The current establishment of a TU in Linz should be an occasion to put institutional aspects aside and emphasise qualitative criteria.
It is worth noting that, according to the information available so far, the planned TU Linz will have some parallels to the universities of applied sciences. Proximity to industry, a high degree of practical relevance and lean organisational structures are aspects that the Austrian universities of applied sciences have successfully established and implemented in Austria and that the new TU in Linz should now also have.
"In contrast to the universities of applied sciences, however, the new university is apparently to receive basic funding for research from federal funds. We are taking this as an opportunity to renew our long-standing demand for sustainable, performance-orientated funding for research at universities of applied sciences. Research is indispensable for ensuring high-quality teaching. Research must continue to develop in parallel with teaching in order to maintain the specific practice-oriented university profile of universities of applied sciences. If this is now taken into account in the implementation of the new TU, it must also apply to the UAS sector, which has been in existence for more than 30 years, and finally be reflected in basic federal funding for research," says FHK President Ulrike Prommer.
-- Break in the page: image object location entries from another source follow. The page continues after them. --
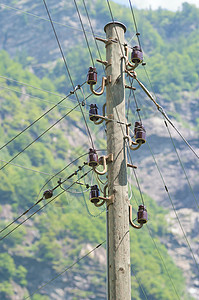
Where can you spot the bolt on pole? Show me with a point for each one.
(118, 241)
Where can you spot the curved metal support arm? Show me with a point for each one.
(102, 89)
(133, 143)
(131, 219)
(104, 165)
(101, 203)
(138, 145)
(132, 66)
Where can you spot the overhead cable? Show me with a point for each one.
(2, 238)
(38, 137)
(191, 189)
(42, 18)
(172, 204)
(6, 144)
(68, 71)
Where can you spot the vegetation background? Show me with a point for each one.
(69, 227)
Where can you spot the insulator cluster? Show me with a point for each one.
(94, 194)
(93, 158)
(137, 55)
(92, 76)
(139, 133)
(47, 194)
(93, 112)
(142, 217)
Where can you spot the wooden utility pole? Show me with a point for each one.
(118, 252)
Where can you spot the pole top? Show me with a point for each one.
(115, 23)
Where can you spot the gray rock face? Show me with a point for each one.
(28, 35)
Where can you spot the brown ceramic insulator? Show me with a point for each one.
(137, 55)
(92, 76)
(93, 158)
(142, 217)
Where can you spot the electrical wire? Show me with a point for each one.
(39, 200)
(191, 189)
(85, 36)
(42, 18)
(66, 269)
(26, 168)
(162, 260)
(2, 238)
(32, 86)
(134, 20)
(172, 204)
(139, 188)
(160, 256)
(38, 137)
(67, 69)
(139, 283)
(43, 115)
(31, 96)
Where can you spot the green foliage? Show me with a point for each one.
(58, 233)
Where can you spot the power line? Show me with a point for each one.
(32, 86)
(39, 118)
(67, 69)
(140, 285)
(26, 168)
(171, 201)
(42, 18)
(134, 20)
(181, 165)
(160, 256)
(139, 188)
(65, 270)
(38, 137)
(2, 238)
(42, 198)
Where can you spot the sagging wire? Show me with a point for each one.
(39, 200)
(42, 18)
(6, 144)
(43, 205)
(68, 72)
(38, 137)
(191, 189)
(159, 254)
(172, 204)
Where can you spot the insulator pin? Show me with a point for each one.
(92, 76)
(93, 112)
(47, 194)
(142, 217)
(94, 194)
(93, 158)
(140, 133)
(137, 55)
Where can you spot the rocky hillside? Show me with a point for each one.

With regard to the institutional right to award doctorates that is to be granted to the new TU in Linz, FHK Secretary General Kurt Koleznik notes: "The implementation of doctorates and their anchoring in the Austrian higher education landscape require a stringent legal basis. Not only institutional, but above all qualitative criteria should be relevant here. There is no doubt that there are research fields at universities of applied sciences that have been successfully developed over many years. These are also structured in such a way that they would be in a position to successfully apply for accreditation of a doctoral programme almost immediately. And yet universities of applied sciences are denied this opportunity. This unequal treatment cannot be objectively justified and must be urgently remedied."